Straight off the bat (or cue), Snooker Nation Championship exudes high production values. It’s clear that Cherry Pop Games have set high goals for this project with a sharp, clear interface that immediately invites you test your mettle in a championship career mode or online against other players from around the world. The offline tournament mode includes some six rounds, competing in the qualifiers through to the grand final held in the Snooker Nation Championship venue. The qualifiers themselves are no walk in the park and can take you the best part of a week to complete one round. It’s refreshing to discover that the players you’re pitted against boast various skill levels but, despite this, are still playable in that they make mistakes and misses just like real players do.
Graphically, Snooker Nation Championship is a visual treat easily on par with Pure Pool (another huge favourite of ours). The snooker tables are realised in sharp, bright colours and the halls that you play in are as close to the real thing that you can imagine.
As I noted earlier in my preamble, this is an unfinished version of the game. Yet even at this stage, Cherry Pop Games are definitely on track with the physics of the game. Planning your shot is a simple matter of gaging your trajectory, speed and spin. You can also press the ‘Y’ button on your controller for a top down view that will make plotting your course even easier. The balls themselves respond exactly in the way you’d expect real balls to behave. If you miss your shot you’re left with the feeling that it was your fault and not the games. Excellent.

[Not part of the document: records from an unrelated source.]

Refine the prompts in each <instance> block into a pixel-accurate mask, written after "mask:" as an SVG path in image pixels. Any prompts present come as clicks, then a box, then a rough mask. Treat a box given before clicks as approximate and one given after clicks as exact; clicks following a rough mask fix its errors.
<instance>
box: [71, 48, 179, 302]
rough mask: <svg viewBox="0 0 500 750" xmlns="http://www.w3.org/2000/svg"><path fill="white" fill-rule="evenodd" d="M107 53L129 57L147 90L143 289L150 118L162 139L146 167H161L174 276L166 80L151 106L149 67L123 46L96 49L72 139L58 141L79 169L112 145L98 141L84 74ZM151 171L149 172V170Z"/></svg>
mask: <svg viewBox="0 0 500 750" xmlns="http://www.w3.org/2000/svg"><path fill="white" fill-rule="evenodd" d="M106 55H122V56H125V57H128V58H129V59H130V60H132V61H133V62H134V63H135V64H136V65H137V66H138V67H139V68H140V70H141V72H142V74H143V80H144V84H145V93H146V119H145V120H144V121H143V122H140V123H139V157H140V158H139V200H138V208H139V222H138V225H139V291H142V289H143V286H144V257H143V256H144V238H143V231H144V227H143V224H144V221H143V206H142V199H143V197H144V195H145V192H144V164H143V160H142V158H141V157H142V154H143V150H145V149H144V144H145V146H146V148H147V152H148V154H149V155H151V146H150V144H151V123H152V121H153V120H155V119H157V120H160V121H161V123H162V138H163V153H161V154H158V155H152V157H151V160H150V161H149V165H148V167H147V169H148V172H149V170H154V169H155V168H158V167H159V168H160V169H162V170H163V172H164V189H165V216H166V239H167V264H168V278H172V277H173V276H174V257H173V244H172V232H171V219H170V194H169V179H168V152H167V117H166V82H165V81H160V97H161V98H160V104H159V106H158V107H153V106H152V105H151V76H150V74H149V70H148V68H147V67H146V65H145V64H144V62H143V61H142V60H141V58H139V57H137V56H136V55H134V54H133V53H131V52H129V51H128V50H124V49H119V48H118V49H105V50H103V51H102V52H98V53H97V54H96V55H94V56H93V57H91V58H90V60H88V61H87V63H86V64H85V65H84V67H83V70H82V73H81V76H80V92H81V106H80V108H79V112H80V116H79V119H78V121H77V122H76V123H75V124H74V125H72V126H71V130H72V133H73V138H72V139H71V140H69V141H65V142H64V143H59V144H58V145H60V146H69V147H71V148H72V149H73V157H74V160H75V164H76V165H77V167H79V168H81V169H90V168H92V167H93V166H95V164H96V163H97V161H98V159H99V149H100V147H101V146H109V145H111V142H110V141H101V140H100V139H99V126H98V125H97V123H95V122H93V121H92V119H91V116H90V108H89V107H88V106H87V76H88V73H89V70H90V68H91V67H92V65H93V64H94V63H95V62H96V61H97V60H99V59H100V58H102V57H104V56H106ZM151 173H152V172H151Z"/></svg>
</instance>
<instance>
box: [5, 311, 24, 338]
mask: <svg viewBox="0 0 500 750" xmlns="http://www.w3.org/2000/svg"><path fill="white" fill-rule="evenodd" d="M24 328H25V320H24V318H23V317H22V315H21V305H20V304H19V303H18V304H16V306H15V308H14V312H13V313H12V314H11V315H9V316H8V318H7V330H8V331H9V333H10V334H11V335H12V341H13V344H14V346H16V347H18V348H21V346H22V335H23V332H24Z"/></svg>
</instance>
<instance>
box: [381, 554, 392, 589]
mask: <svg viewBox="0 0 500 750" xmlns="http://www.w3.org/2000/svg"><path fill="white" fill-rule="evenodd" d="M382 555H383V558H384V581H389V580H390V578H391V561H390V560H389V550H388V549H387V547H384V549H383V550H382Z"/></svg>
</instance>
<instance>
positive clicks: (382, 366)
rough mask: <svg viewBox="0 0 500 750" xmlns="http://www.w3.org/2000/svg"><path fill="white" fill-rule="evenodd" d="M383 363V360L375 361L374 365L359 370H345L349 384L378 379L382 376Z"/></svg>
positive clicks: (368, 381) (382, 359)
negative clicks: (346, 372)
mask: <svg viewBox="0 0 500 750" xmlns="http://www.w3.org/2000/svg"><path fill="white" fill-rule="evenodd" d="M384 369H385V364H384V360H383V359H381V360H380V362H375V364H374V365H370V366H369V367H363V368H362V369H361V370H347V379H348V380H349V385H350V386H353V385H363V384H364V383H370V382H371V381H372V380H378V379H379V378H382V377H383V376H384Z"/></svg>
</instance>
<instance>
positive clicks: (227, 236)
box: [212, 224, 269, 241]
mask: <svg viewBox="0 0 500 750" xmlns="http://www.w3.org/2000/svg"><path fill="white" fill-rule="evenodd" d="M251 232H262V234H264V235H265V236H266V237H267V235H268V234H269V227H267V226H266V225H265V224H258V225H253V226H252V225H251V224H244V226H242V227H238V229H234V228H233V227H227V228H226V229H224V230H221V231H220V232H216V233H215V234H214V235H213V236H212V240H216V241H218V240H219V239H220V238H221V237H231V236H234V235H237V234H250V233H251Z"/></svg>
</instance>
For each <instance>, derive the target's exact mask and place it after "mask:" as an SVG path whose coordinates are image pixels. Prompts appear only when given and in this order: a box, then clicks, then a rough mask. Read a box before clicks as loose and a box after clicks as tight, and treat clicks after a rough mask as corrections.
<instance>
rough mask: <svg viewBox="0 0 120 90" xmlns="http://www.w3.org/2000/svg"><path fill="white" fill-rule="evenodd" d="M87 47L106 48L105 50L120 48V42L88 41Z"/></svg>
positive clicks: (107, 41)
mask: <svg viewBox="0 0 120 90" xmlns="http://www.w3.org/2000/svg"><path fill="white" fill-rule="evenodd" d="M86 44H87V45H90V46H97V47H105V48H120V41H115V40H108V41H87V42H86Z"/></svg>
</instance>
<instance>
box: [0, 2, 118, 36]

In the audio department Snooker Nation Championship offers (at this stage at least) a pretty sparse menu. There is a sweeping score line once you start the game but most of the time you play in silence with the commentator occasionally admonishing the audience by asking for mobile phones to be turned off or to allow the players to concentrate. Ideally we’d like to hear a few mutterings from spectators and, dare we say it, a cheer now and then when we pull of a particularly impressive shot. Also when your opponent cancels the frame because you’ve pulled to far ahead, we’d like to hear something from the commentator or audience to mark the victory. At the moment the game snaps to a menu with just the score of the game for us to read.
Snooker Nation Championship also boasts an online mode where you can pit your skills against players from all over the world. At the time of this review, the online mode was pretty quiet. This should however improve once the game has been finished. All in all, Snooker Nation Championship is looking like a worthy sports sim for both seasoned players and newbies alike. We’re looking forward to getting our hands on the finished product.